Dot_product vs vectorization

olorin · April 13, 2018, 12:06am

Hi all,

It’s my first post here, but I hope it you will find it somewhat valuable. I’ve recently been trying to optimize a model that performs a lot of dot_product operations:

transformed parameters {
  ...
  for(n in 1:N)
    beta_x[n] = dot_product(beta[conversion_type[n], vertical[n]], x[n]);
}           
            
model {     
    y ~ student_t(nu, beta_x, sigma);
}

and noticed how expensive dot_product operation is in stan. Profiling it with perf and cmdstan I got the following results:

+   22.33%  R        file26bf7e2571d5fa.so  [.] stan::math::dot_product<stan::math::var, -1, 1, double, -1, 1> 
+   11.76%  R        libjemalloc.so.2       [.] malloc 
+   11.43%  R        file26bf7e2571d5fa.so  [.] stan::math::check_range

Being quite surprised that dot_product runs malloc, I dug into the code and found that what’s really multiplied is an Eigen::VectorXd<stan::math::var> times Eigen::VectorXd<double> and that the former one is being rewritten into the latter type for every dot_product operation.

It seems that a huge performance improvement (especially given that tls access is slower for dynamically linked binaries and hence rewritting vectors in rstan is even slower than in cmdstan) can be achieved by storing vectors of stan::math::vars as Eigen::VectorXd<double>s of values and derivatives.

Has anyone ever looked into it? I’ll be happy to look into it more deeply, but if you already know that it’s impossible to implement, I won’t need to waste my time trying.

Bob_Carpenter · April 13, 2018, 9:20pm

Welcome to the Stan forums!

Rule one is to post enough of your model so we don’t have to guess what the types of things are. Presumably beta is something like a two-dimensional array of vectors and x is either a matrix or something else?

There’s a chapter in the manual on representations to reduce copying. Making x an array of vectors, for example, is much more efficient than making it a matrix.

Alternatively, rather than doing a sequence of N dot products, you can combine it all into a single 'rows_dot_product` operation by constructing the appropriate matrices first.

We know it’s very challenging. As far as I know, nobody’s figured this out for any autodiff system. The problem is how to also implement the indexing operation. It’s fine if you only ever access vectors or matrices holistically.

This is very misleading. Those range checks won’t nearly consume the amount of time it looks like they do if you instrument directly. Profiling has the problem of interrupting highly optimized operations and adding timing artifacts.
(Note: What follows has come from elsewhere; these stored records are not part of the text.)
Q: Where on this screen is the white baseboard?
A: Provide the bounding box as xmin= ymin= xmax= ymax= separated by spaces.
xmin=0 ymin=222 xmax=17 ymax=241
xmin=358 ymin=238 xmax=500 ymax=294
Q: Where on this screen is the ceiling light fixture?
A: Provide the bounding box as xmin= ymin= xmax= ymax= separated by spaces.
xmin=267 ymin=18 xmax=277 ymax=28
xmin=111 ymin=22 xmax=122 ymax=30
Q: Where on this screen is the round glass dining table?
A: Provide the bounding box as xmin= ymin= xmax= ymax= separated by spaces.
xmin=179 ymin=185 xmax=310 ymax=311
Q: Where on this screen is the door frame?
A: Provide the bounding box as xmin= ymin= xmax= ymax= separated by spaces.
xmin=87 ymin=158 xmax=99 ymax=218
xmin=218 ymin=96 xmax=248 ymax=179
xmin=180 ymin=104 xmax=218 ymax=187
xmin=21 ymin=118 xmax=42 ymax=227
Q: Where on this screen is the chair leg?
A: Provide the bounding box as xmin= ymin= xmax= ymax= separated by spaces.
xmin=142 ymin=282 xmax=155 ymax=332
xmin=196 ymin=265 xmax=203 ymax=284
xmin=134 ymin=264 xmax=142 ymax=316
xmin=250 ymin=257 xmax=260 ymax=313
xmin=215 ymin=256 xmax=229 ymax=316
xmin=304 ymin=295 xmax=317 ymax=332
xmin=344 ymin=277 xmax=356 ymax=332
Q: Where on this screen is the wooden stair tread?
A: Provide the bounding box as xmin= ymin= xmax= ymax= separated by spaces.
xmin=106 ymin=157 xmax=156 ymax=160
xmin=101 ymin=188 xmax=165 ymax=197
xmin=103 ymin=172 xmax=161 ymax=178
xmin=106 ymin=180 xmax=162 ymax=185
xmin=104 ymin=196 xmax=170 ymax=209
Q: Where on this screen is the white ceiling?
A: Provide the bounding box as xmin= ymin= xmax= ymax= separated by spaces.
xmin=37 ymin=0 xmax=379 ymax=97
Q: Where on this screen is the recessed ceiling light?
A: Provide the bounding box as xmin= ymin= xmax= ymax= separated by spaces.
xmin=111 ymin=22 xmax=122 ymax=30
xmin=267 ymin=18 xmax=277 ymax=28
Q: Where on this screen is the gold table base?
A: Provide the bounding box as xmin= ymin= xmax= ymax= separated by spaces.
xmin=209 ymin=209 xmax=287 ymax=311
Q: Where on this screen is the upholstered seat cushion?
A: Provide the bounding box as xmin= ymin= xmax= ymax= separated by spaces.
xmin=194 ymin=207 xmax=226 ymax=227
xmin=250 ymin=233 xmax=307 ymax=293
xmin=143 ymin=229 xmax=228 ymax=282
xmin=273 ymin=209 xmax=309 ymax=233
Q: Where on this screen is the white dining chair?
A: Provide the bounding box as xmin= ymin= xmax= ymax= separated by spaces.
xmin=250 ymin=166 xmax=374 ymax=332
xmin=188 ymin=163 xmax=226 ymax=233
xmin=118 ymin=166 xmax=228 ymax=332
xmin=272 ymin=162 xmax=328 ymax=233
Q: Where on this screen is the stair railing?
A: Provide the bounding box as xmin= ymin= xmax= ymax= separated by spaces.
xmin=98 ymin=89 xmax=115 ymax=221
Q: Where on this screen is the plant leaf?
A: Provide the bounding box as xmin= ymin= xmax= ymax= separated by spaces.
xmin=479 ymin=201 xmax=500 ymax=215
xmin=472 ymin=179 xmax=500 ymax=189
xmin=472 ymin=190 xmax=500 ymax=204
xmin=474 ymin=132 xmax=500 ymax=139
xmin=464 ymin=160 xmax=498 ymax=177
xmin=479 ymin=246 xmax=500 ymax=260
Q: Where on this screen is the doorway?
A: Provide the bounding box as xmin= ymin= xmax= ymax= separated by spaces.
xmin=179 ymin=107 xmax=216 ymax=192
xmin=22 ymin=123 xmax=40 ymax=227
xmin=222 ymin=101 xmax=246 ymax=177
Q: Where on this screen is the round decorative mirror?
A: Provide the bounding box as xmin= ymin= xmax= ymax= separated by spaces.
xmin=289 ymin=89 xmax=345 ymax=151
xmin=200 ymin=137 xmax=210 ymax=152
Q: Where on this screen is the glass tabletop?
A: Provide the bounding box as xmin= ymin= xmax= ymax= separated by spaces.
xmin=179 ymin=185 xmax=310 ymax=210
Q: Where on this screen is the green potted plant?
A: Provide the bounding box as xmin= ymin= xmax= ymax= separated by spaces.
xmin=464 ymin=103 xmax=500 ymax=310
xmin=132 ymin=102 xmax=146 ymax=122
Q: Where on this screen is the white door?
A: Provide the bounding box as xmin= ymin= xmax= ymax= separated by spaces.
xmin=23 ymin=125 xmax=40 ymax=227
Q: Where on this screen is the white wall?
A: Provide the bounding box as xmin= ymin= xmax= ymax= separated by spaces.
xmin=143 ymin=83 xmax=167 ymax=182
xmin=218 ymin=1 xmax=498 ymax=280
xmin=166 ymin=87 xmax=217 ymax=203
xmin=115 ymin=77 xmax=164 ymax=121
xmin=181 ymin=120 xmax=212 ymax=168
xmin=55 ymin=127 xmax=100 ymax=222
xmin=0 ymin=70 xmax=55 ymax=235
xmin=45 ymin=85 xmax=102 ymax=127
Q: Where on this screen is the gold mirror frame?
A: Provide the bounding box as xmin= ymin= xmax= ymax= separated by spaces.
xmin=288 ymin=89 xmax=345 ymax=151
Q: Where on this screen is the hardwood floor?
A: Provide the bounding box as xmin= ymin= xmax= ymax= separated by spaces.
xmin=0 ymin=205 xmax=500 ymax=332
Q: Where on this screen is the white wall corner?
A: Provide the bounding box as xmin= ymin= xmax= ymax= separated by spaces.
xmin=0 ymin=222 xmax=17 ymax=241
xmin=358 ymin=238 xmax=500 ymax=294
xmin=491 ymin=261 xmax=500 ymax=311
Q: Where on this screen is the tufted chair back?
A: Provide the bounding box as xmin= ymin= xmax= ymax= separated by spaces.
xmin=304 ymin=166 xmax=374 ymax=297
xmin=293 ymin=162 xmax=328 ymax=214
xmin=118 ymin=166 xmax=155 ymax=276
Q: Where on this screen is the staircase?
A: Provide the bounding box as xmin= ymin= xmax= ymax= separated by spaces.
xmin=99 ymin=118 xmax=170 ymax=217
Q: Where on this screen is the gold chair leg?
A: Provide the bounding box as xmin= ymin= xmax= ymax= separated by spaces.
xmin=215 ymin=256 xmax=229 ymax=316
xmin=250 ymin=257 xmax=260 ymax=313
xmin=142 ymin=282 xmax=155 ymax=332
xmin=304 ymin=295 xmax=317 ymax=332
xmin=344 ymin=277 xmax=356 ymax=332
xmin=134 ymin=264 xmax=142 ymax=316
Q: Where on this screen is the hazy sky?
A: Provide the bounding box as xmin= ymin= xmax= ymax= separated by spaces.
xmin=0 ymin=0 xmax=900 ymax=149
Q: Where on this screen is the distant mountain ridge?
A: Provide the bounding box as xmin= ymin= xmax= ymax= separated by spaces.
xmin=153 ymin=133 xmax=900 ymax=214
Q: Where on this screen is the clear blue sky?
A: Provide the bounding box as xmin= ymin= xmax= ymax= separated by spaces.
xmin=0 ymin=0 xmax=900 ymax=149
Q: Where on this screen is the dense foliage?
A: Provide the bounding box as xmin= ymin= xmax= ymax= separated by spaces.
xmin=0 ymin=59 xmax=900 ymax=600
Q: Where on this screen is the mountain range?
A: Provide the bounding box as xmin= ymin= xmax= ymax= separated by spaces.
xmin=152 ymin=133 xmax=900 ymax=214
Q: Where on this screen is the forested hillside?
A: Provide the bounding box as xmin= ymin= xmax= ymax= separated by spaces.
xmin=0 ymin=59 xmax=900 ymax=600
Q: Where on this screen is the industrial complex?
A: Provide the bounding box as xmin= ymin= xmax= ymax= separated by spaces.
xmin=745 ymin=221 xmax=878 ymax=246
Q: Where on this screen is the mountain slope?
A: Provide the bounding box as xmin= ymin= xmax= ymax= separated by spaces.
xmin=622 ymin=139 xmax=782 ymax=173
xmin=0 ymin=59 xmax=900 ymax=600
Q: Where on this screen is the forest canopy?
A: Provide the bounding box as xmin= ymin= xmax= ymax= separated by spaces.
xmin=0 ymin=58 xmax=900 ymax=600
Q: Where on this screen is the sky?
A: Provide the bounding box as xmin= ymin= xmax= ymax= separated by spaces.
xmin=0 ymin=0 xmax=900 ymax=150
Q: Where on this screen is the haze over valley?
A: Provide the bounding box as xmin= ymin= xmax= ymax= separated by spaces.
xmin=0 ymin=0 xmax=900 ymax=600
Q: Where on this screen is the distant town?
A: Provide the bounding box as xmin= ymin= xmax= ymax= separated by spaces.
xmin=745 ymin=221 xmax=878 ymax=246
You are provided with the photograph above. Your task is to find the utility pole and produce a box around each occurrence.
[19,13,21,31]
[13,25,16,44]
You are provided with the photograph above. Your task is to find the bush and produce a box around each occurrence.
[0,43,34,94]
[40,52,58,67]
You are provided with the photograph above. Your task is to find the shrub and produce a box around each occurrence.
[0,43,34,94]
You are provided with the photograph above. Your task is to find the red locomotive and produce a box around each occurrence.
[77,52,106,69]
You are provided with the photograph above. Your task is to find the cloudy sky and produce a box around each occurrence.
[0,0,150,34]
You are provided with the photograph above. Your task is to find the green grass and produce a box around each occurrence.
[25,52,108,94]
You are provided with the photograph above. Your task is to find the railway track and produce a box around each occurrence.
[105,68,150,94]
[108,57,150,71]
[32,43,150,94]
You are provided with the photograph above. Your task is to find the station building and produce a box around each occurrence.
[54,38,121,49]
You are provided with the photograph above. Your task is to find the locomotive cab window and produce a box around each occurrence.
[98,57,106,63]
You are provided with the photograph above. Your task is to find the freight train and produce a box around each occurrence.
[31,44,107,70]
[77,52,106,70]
olorin · April 17, 2018, 1:24am

Rule one is to post enough of your model so we don’t have to guess what the types of things are.

Sorry, my bad, I think this would be the minimal full stan code that illustrates the problem:

data {
      int<lower=0> N;
      int<lower=0> T;
      int<lower=0> V; 
      int<lower=0> C; 
      vector[N] y; 
      simplex[C] x[N];
      int<lower=0> c[N];
      int<lower=0> v[N]; 
}

parameters {
  vector<lower=0, upper=1>[C] beta_t[T];
  vector<lower=0, upper=1>[C] beta_v[V];
  real<lower=0> nu;
  real<lower=0.01> sigma; 
}
transformed parameters {
  vector[C] beta[T, V];
  vector[N] beta_x;

  for(t in 1:T)
    for(v in 1:V)
      beta[t, v] =  (beta_t[t] + beta_v[v]) ;

  for(n in 1:N)
    beta_x[n] = dot_product(beta[c[n], v[n]], x[n]);
}

model {
  y ~ student_t(nu, beta_x, sigma);
}

For the context C is much smaller than N, which also plays a role here.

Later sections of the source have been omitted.